I've been asked to evaluate whether the MinION will be sufficient to distinguish between 20bp CRISPR guide RNAs from the GeCKO v2 set. I know that this set has some exactly identical sequences, which wouldn't be distinguishable regardless of the sequencing method used, so I would like to know whether any two non-indentical sequences differ by less than 15% of the 20bp (i.e. only 3 bases different).
There are around 130k 20bp sequences in the dataset, and I'm pretty sure that an all-vs-all approach is not feasible, but perhaps there's some trick that I'm missing.
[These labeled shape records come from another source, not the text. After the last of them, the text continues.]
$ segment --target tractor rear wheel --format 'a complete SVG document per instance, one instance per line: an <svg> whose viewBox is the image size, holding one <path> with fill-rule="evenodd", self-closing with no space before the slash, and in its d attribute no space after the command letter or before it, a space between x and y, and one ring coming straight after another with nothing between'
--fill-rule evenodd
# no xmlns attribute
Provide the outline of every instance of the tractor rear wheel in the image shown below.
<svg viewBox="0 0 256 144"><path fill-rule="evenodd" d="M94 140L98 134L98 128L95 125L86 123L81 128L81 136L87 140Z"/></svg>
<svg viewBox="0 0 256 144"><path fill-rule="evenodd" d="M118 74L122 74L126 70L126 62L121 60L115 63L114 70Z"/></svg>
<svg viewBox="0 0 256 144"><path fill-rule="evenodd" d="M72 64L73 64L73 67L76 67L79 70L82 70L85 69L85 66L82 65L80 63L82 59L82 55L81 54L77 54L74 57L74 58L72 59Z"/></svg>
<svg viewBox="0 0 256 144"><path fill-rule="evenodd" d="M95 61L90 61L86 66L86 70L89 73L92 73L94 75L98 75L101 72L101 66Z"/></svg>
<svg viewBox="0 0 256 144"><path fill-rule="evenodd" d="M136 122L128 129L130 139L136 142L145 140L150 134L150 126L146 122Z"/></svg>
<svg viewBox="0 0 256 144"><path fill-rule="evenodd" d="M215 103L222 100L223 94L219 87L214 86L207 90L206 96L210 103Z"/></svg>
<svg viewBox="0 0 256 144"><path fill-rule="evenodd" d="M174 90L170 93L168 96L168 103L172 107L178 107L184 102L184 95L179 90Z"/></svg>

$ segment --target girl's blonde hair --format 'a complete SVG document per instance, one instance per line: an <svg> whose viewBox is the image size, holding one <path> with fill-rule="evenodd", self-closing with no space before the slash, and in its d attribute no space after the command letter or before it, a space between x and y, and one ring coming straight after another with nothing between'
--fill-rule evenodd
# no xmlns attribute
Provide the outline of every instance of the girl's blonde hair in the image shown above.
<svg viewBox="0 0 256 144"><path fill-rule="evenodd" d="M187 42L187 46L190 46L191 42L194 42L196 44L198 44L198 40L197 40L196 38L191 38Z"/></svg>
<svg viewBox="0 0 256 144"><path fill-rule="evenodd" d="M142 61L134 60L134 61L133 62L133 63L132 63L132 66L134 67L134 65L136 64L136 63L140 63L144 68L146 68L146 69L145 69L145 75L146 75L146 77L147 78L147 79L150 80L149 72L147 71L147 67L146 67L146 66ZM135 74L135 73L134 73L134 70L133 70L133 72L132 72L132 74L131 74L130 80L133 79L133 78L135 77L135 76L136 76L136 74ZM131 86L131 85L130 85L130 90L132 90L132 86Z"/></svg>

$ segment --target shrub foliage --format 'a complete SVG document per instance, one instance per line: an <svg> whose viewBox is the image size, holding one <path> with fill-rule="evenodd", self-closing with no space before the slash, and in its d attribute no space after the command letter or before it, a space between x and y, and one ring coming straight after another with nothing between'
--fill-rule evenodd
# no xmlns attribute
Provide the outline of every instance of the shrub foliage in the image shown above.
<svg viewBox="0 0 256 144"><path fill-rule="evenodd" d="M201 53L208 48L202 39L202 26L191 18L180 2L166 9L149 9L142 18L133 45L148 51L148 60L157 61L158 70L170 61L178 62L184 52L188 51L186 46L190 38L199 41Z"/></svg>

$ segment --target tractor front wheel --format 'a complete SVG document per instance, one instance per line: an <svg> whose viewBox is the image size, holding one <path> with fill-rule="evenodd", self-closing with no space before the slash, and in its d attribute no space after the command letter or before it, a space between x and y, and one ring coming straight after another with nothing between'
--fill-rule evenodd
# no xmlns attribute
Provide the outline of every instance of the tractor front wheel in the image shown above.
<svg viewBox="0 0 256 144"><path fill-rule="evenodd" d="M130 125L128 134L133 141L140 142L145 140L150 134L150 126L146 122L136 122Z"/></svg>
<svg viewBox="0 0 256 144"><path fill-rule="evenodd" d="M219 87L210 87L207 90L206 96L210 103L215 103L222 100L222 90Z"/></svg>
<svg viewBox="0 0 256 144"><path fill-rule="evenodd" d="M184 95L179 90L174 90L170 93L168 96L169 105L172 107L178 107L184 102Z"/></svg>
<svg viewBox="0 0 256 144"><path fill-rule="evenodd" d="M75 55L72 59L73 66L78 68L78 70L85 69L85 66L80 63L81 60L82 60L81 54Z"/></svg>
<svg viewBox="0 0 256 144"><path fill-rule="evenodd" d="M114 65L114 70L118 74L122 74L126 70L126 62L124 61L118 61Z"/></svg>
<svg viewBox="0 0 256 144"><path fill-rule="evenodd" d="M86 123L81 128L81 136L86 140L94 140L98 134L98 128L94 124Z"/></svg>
What I thought of doing was looking at dimer and trimer/codon counts to hunt down sequences that were most similar. I found about 100 sequences that shared the same trimer count signature (but were not identical), and within this group found [only] one pair with 85% identity; all the remainder were 70% or less.
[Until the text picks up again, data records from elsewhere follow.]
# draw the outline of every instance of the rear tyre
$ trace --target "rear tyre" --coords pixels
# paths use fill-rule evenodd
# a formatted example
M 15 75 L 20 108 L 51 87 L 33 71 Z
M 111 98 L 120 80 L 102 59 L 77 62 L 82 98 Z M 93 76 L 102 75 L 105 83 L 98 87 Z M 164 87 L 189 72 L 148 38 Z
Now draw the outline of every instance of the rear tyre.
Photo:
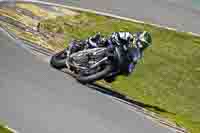
M 66 67 L 67 55 L 65 50 L 53 55 L 50 60 L 50 65 L 56 69 L 62 69 Z
M 89 76 L 78 75 L 76 79 L 82 84 L 92 83 L 92 82 L 94 82 L 96 80 L 103 79 L 111 71 L 112 71 L 112 66 L 111 65 L 107 65 L 100 72 L 97 72 L 97 73 L 95 73 L 93 75 L 89 75 Z

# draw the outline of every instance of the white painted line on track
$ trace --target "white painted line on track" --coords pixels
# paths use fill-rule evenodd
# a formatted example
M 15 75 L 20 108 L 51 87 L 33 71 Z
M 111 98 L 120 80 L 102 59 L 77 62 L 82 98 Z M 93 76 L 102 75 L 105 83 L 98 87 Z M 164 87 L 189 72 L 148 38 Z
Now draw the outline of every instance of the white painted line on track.
M 9 130 L 9 131 L 11 131 L 11 132 L 13 132 L 13 133 L 19 133 L 19 132 L 16 131 L 15 129 L 10 128 L 10 127 L 8 127 L 8 126 L 4 126 L 4 128 L 7 129 L 7 130 Z

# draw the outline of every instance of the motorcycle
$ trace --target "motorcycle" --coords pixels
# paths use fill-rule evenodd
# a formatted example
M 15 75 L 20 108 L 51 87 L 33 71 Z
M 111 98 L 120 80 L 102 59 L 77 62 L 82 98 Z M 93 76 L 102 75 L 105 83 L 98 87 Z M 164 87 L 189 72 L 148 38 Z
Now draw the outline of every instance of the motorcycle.
M 73 41 L 71 43 L 78 43 Z M 83 84 L 104 79 L 112 82 L 113 76 L 127 74 L 130 69 L 126 45 L 84 49 L 68 54 L 68 49 L 51 57 L 50 64 L 56 69 L 67 68 Z

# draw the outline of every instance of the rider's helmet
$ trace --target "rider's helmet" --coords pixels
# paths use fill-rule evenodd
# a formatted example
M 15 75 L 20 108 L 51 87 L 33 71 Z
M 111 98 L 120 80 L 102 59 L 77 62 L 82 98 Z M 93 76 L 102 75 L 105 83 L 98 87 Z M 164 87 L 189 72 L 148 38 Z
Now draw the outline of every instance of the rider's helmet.
M 114 32 L 111 35 L 111 41 L 117 45 L 129 45 L 133 42 L 133 36 L 130 32 Z
M 140 49 L 145 49 L 149 47 L 152 44 L 152 38 L 149 32 L 143 31 L 143 32 L 138 32 L 135 35 L 135 45 L 136 47 Z

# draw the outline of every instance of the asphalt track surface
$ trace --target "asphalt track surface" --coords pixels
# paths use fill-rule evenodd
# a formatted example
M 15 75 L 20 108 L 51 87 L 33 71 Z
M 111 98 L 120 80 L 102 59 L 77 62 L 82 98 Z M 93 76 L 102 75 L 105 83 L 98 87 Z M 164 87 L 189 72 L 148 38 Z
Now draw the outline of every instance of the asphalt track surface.
M 0 119 L 20 133 L 172 133 L 23 49 L 0 30 Z
M 182 0 L 183 1 L 183 0 Z M 158 0 L 50 0 L 199 32 L 199 11 L 190 2 Z M 146 7 L 146 8 L 145 8 Z M 142 12 L 141 12 L 142 9 Z M 21 133 L 171 133 L 51 68 L 0 31 L 0 119 Z
M 94 9 L 200 34 L 198 0 L 41 0 Z

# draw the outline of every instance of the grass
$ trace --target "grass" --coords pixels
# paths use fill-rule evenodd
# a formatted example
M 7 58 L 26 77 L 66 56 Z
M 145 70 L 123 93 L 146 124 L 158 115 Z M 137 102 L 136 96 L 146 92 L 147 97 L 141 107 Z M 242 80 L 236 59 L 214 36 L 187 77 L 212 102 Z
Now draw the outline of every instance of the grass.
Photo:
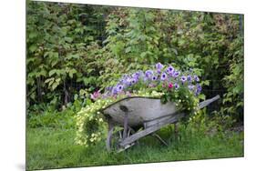
M 105 142 L 85 148 L 74 144 L 76 131 L 59 128 L 28 128 L 26 169 L 46 169 L 105 165 L 122 165 L 177 160 L 243 156 L 243 133 L 205 135 L 180 131 L 180 139 L 169 136 L 169 127 L 159 134 L 168 141 L 163 146 L 147 136 L 125 152 L 108 153 Z

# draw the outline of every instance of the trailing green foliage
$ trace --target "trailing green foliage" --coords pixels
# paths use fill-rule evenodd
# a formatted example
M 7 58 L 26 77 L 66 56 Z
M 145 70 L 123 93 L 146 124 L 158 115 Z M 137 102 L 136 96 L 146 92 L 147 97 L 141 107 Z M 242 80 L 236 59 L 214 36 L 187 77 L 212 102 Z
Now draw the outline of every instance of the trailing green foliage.
M 203 94 L 220 94 L 220 113 L 242 121 L 242 27 L 241 15 L 28 1 L 28 109 L 61 109 L 80 88 L 161 62 L 195 68 Z

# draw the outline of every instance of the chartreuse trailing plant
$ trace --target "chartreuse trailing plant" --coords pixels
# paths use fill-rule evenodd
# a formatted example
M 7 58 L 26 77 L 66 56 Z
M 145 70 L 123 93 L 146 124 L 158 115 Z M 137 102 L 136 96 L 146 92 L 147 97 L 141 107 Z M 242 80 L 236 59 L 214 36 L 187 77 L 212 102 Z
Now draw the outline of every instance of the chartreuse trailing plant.
M 165 66 L 158 63 L 154 69 L 124 75 L 103 94 L 99 91 L 92 94 L 95 102 L 77 113 L 76 142 L 88 146 L 100 141 L 107 133 L 100 110 L 119 99 L 128 96 L 157 97 L 162 103 L 174 102 L 178 110 L 189 116 L 196 113 L 199 100 L 203 98 L 200 92 L 200 78 L 192 69 L 180 71 L 171 65 Z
... but I'm having trouble ignoring the doubt I have that these two sequences are the most similar. It might be possible that there are sequences in the dataset that don't have identical trimer count signatures, but differ by less than three bases. I'll give a very obvious example (which isn't in the dataset):
1: AAAAA AAAAA AAAAA AAAAA
2: AAAAC AAAAA AAAAA AAAAA
The trimer counts for these two sequences are different (Sequence 1 -- AAA: 18; Sequence 2 -- AAA: 15; AAC: 1; ACA: 1; CAA: 1), and yet the sequences are only 1 base different (which might be a problem for the MinION). How can I work out if any such sequence pairs exist in the dataset?